&inCSL

Date

05/02/2025 11:00 am

Charlotte Bunne

EPFL

Charlotte Bunne is an assistant professor at EPFL in the School of Computer and Communication Sciences (IC) and School of Life Sciences (SV). Before, she was a PostDoc at Genentech and Stanford with Aviv Regev and Jure Leskovec and completed a PhD in Computer Science at ETH Zurich working with Andreas Krause and Marco Cuturi. During her graduate studies, she was a visiting researcher at the Broad Institute of MIT and Harvard hosted by Anne Carpenter and Shantanu Singh and worked with Stefanie Jegelka at MIT. Her research aims to advance personalized medicine by utilizing machine learning and large-scale biomedical data. Charlotte has been a Fellow of the German National Academic Foundation and is a recipient of the ETH Medal.

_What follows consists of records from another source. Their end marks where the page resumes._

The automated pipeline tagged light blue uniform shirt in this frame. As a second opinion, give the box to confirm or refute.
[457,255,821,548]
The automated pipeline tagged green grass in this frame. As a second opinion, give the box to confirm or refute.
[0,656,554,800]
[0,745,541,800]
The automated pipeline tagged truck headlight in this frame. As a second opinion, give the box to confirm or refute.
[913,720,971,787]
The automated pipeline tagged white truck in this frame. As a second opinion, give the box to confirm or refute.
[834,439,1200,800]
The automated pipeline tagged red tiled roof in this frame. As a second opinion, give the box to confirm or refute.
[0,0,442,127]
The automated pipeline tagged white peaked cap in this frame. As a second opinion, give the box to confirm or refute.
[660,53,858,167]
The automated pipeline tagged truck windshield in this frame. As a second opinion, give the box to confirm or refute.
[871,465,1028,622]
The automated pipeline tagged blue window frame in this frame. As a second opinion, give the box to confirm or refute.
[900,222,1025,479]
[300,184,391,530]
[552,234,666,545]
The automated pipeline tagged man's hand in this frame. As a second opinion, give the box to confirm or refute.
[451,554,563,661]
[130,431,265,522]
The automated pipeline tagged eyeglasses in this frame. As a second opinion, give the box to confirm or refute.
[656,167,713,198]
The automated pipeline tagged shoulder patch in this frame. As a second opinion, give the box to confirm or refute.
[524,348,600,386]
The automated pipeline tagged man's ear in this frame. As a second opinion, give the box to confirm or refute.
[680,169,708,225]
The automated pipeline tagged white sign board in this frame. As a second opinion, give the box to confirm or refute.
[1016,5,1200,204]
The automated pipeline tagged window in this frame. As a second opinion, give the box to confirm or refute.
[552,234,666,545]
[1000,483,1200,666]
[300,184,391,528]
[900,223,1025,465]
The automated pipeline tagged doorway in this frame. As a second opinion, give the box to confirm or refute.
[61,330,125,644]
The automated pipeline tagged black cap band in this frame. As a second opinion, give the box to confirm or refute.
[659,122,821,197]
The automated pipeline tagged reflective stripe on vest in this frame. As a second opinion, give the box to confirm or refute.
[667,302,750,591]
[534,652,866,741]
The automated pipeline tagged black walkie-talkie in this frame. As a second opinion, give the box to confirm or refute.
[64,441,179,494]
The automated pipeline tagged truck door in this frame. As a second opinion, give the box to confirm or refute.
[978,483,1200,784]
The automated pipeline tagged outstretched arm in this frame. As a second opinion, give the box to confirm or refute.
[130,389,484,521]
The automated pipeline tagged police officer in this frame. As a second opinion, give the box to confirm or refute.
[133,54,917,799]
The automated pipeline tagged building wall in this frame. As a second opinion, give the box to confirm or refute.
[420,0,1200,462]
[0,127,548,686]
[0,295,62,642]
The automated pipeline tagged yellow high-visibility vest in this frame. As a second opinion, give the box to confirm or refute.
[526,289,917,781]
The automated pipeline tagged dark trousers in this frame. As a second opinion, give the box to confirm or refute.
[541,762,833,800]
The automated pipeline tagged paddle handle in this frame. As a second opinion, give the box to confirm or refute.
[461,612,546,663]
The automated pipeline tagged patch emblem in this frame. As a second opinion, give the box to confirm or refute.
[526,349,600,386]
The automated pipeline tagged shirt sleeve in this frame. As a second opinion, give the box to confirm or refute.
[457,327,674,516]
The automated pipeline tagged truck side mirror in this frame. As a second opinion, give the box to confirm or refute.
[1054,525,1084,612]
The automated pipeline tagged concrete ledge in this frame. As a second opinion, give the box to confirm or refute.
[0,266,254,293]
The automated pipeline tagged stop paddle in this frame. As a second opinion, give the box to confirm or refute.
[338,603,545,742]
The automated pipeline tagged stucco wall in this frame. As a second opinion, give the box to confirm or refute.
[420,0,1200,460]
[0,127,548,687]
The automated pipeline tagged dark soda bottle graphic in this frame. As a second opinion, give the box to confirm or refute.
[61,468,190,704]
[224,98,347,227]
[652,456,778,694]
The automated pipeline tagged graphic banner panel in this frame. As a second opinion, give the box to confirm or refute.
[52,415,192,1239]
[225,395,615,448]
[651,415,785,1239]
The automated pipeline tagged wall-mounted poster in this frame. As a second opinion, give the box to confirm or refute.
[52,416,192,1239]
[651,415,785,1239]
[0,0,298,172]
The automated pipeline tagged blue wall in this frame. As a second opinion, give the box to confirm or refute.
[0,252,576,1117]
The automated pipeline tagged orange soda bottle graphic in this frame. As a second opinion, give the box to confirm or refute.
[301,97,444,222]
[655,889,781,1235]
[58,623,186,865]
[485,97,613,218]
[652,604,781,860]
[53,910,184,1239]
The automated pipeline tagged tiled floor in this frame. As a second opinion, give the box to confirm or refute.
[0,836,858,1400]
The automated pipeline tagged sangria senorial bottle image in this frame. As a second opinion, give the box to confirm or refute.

Virtual Cells and Digital Twins: AI in Personalized Oncology

The complexity of cancer demands understanding biological processes across scales, from molecular interactions to tissue architecture. This talk explores how artificial intelligence enables the creation of digital twins at both cellular and tissue levels, with the aim to predict cellular phenotypes, function and their responses to perturbations such as cancer therapies. Concretely, I will introduce the Virtual Tissues (VirTues) platform, a foundation model framework that transforms how we analyze multiplexed tissue data and seamlessly integrates molecular, cellular, and tissue-scale information to increase diagnostic precision and biological understanding in personalized oncology. VirTues employs a multi-modal vision transformer architecture designed to learn from heterogeneous, high-dimensional datasets spanning different biological markers, measurement characteristics, and variable clinical annotations. While existing approaches often focus on H&E-stained slides, our framework incorporates highly multiplexed imaging techniques that capture hundreds of proteins within single tissue sections. Through unsupervised learning and a multi-scale neural network architecture, VirTues unifies these diverse data sources into a coherent virtual tissue space. As a result, new patient biopsy samples can be automatically mapped into this common representation. This enables integrative analyses of morphological, molecular and spatial complexity while facilitating clinically relevant predictions. To bridge insights from the analysis of patient samples with personalized treatment, we employ generative models trained on large biomedical datasets. These models predict treatment responses of biopsied cells from metastatic melanoma patients by revealing patterns of signaling pathway modulation associated with driver mutations and metastasis sites. Together, these approaches enable a multi-scale understanding of cancer biology and treatment response, advancing the development of personalized therapies guided by comprehensive digital twins of patient biology.